Predictive Modelling (ODL) STATS5076
- Academic Session: 2024-25
- School: School of Mathematics and Statistics
- Credits: 10
- Level: Level 5 (SCQF level 11)
- Typically Offered: Semester 2
- Available to Visiting Students: No
- Taught Wholly by Distance Learning: Yes
- Collaborative Online International Learning: No
Short Description
This course introduces students to predictive models for regression and classification.
Timetable
The course mostly consists of asynchronous teaching material.
Requirements of Entry
The course is only available to online-distance learning students on the PGCert/PGDip/MSc in Data Analytics and Data Analytics for Government.
Excluded Courses
Linear Models 3
Statistics 3L: Linear Models
Regression Models (Level M)
Co-requisites
-/-
Assessment
100% Continuous Assessment
The continuous assessment will typically be made up of one class test, a report, and three homework exercises, including online quizzes.
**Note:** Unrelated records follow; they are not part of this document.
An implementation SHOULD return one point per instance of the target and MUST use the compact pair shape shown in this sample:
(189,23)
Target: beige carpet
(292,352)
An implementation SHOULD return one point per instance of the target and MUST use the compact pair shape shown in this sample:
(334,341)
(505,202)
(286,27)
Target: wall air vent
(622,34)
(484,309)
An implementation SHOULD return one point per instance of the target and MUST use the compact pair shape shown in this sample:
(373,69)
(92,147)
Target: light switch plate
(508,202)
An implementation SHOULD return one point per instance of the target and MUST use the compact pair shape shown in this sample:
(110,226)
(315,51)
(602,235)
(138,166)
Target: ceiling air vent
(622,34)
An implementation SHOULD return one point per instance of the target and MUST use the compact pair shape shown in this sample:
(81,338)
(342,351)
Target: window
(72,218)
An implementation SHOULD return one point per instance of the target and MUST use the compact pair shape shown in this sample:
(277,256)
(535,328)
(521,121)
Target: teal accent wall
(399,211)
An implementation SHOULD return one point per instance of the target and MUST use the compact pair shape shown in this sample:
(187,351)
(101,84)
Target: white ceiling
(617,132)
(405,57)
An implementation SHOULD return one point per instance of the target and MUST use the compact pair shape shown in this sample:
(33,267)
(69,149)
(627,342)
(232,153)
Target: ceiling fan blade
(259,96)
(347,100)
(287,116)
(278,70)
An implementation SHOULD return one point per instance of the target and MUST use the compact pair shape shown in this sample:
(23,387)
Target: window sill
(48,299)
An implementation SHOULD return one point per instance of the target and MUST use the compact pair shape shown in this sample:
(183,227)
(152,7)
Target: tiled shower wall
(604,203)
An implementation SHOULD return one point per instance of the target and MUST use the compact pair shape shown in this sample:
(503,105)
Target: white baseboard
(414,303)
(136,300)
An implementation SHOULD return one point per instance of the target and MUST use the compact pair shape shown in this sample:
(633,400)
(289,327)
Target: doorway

Full details are provided in the programme handbook.
Course Aims
The aims of this course are:
■ to introduce students to predictive modelling using multiple linear regression as a showcase;
■ to present some of the distributional theory underpinning the normal linear models and the associated methods for testing and interval estimation;
■ to explain how the design matrix of a linear model can be constructed to accommodate categorical covariates or, through basis expansions, non-linear effects;
■ to describe and contrast several common methods for model assessment as well as variable and model selection;
■ to show students how to implement these statistical methods using the R computer package.
Intended Learning Outcomes of Course
By the end of this course students will be able to:
■ formulate normal linear models in vector-matrix notation and apply general results to derive ordinary least squares estimators in particular contexts;
■ construct a design matrix incorporating categorical covariates or covariates with a nonlinear effect;
■ derive, evaluate and interpret point and interval estimates of model parameters;
■ conduct and interpret hypothesis tests in the context of the Normal Linear Model;
■ derive, evaluate and interpret confidence and prediction intervals for the response at particular values of the explanatory variables;
■ assess the assumptions of a normal linear model using residual plots and diagnostics;
■ make use of and critique different methods for assessing the performance of a predictive model such R2 or AIC/BIC and use these for model or variable selection;
■ identify scenarios where data may be considered to be smooth functions and apply suitable data analysis techniques;
■ implement these statistical methods using the R computer package;
■ frame statistical conclusions clearly.
Minimum Requirement for Award of Credits
Students must submit at least 75% by weight of the components (including examinations) of the course's summative assessment.